The fact that the topography of Jerusalem is going to be radically revised is attested to by the size of the Millennial Temple that is described in Ezekiel 40-48. Bible prophecy expert Dr. John C. Whitcomb describes it this way:11
The area of the Temple courts (500 x 500 “reeds,” or about one square mile) would be larger than the entire ancient walled city of Jerusalem, and the holy portion for priests and Levites (20,000 x 25,000 reeds, or about 40 x 50 miles) would cover an area six times the size of greater London today and could not possibly be placed within present-day Palestine, that is between the Jordan River and the Mediterranean Sea (Ezekiel 47:18), to say nothing of the “portion of the prince” on either side of this area (Ezekiel 45:7, 47:21). The Millennial Jerusalem would be about 40 miles in circumference and thus ten times the circumference of the ancient city. Furthermore, it would be somewhat north of the present site of the city, and the Temple area would be about ten miles north of that, on the way to Samaria!

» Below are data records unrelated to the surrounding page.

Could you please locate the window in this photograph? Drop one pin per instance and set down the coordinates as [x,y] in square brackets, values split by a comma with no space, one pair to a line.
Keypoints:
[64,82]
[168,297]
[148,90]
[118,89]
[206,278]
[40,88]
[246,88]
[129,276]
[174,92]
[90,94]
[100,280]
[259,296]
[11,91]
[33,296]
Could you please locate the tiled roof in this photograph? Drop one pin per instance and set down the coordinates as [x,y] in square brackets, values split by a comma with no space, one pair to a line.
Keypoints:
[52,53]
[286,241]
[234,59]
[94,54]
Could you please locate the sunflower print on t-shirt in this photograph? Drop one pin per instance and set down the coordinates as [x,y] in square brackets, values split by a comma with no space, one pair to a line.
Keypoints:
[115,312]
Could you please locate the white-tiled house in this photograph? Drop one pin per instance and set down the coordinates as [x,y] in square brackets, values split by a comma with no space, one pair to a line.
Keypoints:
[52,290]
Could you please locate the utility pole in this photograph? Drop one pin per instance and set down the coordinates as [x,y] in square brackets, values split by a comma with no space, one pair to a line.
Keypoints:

The map below (figuire 5) shows the size of Millennial Israel and the gigantic size of the Temple area. As you can see, the Temple area will be so big that it will extend over the Jordan River as it exists today.12
It is true that the Temples required a lot of water for the cleansing of the sacrificial altars. But that water was supplied by an aqueduct that Solomon built about 950 BC. It transported water to the Temple Mount from the Spring of Atan which was located near Bethlehem.13
In the fifth segment, I’ll analyze Robert Cornuke’s cornerstone argument that the Jewish temples resided in the City of David.
11) John C. Whitcomb, “The Millennial Temple of Ezekiel 40-48,” www.middletownbiblechurch.org/proph/templemi.htm, page 4.
12) Tim LaHaye and Thomas Ice, Charting the End Times (Eugene, OR: Harvest House, 2001).
13) The Interactive Bible, “The Jerusalem Water Aqueduct 12km from the Solomon’s Pools,” www. bible.ca/archeology/Biblearcheology-jerusalem-temple-mount-threshing-floor-aqueduct.htm.